Her head flicks to one side. “I don’t know. I don’t know where I start and he leaves off sometimes.”
She sits back in the seat trying to feel the hard of it somewhere within her conscious self, trying for some pitiful small spot to ground her against the moving car as it winds through miles. Sitting there talking about Cyrus, the depth of the confrontation they’re driving toward suddenly unfolds in front of her. She starts to get a little anxious and light-headed, and her voice is tremulous and angry in the same wave. “Cyrus, fuck. He is darkness at the break of noon, Bob Whatever.” Her teeth look sharp against her pinched mouth. “He is the scream from a silent razor across your throat,” she adds. “He wants to make insurrection happen. He believes in breeding corruption like people breed dogs. Defilement. Seeing families suffer. That’s all the mojo in his head. Mankind has to go down. It’s the burning wreck of a fuckin’ bullshit middle-class
Titanic
and he is Captain Rhythm Stick putting it up their ass. That’s why he is so dangerous. Death looks good to him. It’s part of the prize. He’s like those freaks who find Jesus.”
Bob sneers at the insult of that comparison.
She counters, “If you’re gonna try and put him into some capsule review of a psychotic, you’re using your shirt collar as a dicksleeve.”
He sneers again.
“As mad as you think he is, there’s motive behind him. That’s why I believe he didn’t go into that house for nothing. Didn’t take … your kid … for nothing. He’s not a psychotic. You don’t see it right. His religion, like all religion, is politics.”
“Politics?”
“The politics of the what I want versus what you want.”
“It isn’t politics,” he says. “It isn’t religion. No fuckin’ way. What it is, is plain old-fashioned butchery.”
The great one-eyed hunchback camera painted on his shoulder starts to hulk up in the angry muscles that give the gearbox a hard kick. “And I want you to remember that’s my … was my wife back there. And I don’t want to hear comparisons about …”
Case gets aggravated. “You asked the question. I laid down an answer.”

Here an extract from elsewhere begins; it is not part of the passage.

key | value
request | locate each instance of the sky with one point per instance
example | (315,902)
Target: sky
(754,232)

“Some answer. It sounds like you’re trying to make a case for him.”
“Good choice of words.”
He doesn’t catch the humor in her comment. Instead, he goes after her: “The way you talk is the disease of the times. You compare religion to that mojo. The world has become a secular comparison nightmare.
“Religion is not any of that. Not any of it. It is the unmoved truth that all principles spin out from. It is a moment of attainment. It is faith in being; it is being in faith.
“It all disgusts me so. There’s only two real ways to handle this. What you can’t clean up in the family, you clear up with a jury. What you can clear up in the family, you won’t have to clean up with a jury. End of story.”
She sits there like someone not interested in what the salesman is selling.